Vingt ans plus tard, il a diminué de moitié. En octobre, le taux d'assistance sociale affichait 6,2 %. Un «plancher historique» depuis 1975, soit depuis le ministère de l'Emploi et de la Solidarité sociale comptabilise ces données.

Avec des taux d'assistance sociale de 3,7 % et de 4,3 %, les régions de la Chaudière-Appalaches et de la Capitale-Nationale font belle figure (voir le tableau). 

Pour le ministre Blais, ce portrait reflète la situation du marché du travail à l'échelle de la province. 

En novembre, le taux de chômage indiquait 6,2 %. Le plus bas, encore une fois, depuis les Jeux olympiques de Montréal. «La création d'emplois est bonne dans la plupart des régions.»

Le phénomène du vieillissement de la population a aussi son mot à dire, a-t-il souligné au cours d'un entretien avec Le Soleil. 

C'est connu, le nombre de personnes de 65 ans et plus ne cesse de grimper. Quand un prestataire de l'assistance sociale atteint cet âge vénérable, il passe du côté de la Sécurité de la vieillesse. Il ne relève plus de la responsabilité du Québec, mais du Canada.
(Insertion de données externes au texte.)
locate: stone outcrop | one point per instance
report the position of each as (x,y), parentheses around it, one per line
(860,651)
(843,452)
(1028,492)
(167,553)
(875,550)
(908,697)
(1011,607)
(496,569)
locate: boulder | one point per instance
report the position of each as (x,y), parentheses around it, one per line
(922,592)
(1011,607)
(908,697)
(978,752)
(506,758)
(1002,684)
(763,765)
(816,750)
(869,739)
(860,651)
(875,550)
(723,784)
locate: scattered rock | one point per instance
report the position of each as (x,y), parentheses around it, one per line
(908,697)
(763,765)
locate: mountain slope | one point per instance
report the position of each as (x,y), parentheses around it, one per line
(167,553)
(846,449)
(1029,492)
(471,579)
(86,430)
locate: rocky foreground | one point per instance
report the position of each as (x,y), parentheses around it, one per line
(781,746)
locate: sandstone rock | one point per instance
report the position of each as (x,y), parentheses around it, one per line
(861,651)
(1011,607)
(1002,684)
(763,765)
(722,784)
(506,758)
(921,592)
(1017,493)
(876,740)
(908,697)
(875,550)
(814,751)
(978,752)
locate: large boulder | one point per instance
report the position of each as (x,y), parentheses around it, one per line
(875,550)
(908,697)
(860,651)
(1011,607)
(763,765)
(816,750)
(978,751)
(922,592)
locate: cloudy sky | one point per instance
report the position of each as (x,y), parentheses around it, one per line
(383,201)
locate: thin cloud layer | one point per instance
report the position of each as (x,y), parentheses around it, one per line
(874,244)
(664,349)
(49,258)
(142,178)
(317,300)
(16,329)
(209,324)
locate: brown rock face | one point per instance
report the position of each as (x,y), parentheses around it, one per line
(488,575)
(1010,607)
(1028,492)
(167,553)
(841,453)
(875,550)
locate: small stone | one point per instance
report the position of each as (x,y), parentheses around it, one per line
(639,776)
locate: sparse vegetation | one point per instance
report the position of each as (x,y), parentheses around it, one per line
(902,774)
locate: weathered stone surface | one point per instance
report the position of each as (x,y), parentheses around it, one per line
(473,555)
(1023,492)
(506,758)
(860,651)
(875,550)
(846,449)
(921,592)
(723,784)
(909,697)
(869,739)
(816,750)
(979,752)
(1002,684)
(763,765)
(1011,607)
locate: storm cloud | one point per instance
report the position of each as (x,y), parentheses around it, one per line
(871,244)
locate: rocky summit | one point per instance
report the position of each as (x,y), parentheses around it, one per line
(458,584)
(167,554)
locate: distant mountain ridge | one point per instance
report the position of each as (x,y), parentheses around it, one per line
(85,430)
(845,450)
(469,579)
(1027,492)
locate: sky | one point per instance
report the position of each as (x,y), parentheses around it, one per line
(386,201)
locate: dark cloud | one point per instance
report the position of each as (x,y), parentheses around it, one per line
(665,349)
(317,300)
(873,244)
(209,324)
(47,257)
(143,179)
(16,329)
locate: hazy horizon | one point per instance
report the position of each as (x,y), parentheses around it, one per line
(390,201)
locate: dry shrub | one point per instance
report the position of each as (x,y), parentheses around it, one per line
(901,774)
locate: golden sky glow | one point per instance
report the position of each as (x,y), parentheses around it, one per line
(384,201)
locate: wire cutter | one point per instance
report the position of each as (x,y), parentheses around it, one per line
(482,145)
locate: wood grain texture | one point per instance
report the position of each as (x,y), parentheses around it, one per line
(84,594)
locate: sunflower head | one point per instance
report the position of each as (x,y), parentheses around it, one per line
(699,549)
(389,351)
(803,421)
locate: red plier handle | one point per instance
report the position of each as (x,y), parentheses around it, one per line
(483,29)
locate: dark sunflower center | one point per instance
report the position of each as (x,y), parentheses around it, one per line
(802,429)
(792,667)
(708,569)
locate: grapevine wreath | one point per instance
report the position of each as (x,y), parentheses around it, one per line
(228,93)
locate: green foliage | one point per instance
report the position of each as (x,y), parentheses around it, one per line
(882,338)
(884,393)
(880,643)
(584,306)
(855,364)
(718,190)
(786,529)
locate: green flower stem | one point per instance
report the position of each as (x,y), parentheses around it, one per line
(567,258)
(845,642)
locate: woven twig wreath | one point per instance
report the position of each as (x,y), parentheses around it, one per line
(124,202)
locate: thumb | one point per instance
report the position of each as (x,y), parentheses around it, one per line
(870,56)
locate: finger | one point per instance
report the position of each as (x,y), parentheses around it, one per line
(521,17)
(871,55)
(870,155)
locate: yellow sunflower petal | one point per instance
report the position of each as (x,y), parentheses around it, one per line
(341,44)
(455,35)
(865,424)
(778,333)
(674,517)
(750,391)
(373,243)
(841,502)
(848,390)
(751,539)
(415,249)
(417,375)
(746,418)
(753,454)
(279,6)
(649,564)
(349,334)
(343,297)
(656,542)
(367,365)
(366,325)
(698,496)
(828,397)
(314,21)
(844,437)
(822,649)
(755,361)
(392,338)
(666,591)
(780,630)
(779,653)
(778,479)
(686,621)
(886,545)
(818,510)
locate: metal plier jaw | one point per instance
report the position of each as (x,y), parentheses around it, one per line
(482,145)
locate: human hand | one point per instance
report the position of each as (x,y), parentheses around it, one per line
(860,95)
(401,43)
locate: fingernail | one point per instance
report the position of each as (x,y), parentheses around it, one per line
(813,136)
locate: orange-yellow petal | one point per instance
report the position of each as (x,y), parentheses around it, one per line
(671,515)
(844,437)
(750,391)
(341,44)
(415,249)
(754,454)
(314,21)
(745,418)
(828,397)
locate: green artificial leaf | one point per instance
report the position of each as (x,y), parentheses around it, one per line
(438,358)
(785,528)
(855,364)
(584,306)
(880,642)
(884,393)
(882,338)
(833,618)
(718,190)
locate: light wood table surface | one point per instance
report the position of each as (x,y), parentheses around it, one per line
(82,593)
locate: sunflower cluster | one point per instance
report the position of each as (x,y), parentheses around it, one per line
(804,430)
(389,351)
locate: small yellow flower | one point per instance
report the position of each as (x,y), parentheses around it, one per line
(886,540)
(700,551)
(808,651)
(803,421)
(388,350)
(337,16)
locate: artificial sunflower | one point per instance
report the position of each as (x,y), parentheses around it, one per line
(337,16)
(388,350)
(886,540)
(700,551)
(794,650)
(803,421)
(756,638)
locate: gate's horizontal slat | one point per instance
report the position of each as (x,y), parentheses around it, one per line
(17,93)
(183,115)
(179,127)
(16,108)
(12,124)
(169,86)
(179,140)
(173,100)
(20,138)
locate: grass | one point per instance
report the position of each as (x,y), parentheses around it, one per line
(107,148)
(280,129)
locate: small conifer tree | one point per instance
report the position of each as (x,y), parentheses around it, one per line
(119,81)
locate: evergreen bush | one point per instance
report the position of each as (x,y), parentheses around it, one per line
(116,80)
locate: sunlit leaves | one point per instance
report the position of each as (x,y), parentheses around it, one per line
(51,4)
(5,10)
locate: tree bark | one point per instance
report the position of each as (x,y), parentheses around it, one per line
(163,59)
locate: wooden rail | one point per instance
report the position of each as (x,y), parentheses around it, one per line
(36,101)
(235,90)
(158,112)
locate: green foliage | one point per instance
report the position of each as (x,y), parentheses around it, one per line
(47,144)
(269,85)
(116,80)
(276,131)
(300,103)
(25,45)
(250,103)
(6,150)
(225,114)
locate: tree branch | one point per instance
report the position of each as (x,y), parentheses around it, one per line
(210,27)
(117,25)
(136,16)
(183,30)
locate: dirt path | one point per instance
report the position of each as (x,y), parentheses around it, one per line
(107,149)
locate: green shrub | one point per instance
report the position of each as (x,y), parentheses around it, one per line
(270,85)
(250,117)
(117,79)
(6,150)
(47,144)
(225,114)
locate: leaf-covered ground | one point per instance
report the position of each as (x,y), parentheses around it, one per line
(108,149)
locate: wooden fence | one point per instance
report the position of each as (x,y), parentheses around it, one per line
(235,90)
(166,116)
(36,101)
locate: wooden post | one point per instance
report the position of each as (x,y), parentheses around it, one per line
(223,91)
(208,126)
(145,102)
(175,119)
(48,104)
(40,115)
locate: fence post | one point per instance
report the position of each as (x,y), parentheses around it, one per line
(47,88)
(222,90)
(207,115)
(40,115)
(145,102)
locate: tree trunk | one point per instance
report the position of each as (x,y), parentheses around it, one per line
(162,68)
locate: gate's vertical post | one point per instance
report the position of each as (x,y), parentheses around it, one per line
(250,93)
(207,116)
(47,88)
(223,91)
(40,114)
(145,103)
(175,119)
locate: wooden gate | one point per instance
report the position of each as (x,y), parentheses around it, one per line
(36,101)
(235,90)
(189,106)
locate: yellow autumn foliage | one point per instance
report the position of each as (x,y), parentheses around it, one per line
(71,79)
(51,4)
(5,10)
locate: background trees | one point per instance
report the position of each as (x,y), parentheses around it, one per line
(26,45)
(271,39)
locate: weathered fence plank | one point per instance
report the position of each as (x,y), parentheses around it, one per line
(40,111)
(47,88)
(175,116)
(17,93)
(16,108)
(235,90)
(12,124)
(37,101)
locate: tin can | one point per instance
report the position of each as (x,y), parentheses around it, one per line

D'année en année, le nombre de «vieux» prestataires diminue alors que celui de plus jeunes augmente à un rythme plus lent.

Loin du marché du travail

Le ministre reconnaît qu'une bonne proportion des personnes qui se trouvent aujourd'hui sur les rangs des prestataires de l'assistance sociale sont, pour toutes sortes de raisons, encore très éloignées du marché du travail.

Selon lui, les employeurs doivent faire preuve d'ouverture à l'égard de cette clientèle. «Compte tenu de la rareté de la main-d'oeuvre, les employeurs n'ont pas le choix. Ils sont obligés, d'une certaine façon, de recourir à toutes les ressources disponibles.»

Par ailleurs, avec l'adoption du projet de loi 70 et l'instauration du programme Objectif emploi, son ministère aura les moyens pour intervenir rapidement auprès des premiers demandeurs d'aide sociale et leur offrir l'encadrement nécessaire menant à un emploi ou à un retour sur les bancs d'école.

«Il faut intervenir tôt», insiste M. Blais en rappelant qu'il était difficile de convaincre un prestataire de passer à l'action s'il a bénéficié de l'assistance sociale pendant plus de deux ans.

Par ailleurs, François Blais mise sur le Rendez-vous national sur la main-d'oeuvre, qui se tiendra en février, pour déterminer les stratégies qui permettront d'en arriver à pourvoir les 1,4 million de postes qui seront à pourvoir d'ici 2022, et ce, alors que la population en âge de travailler tendra à diminuer.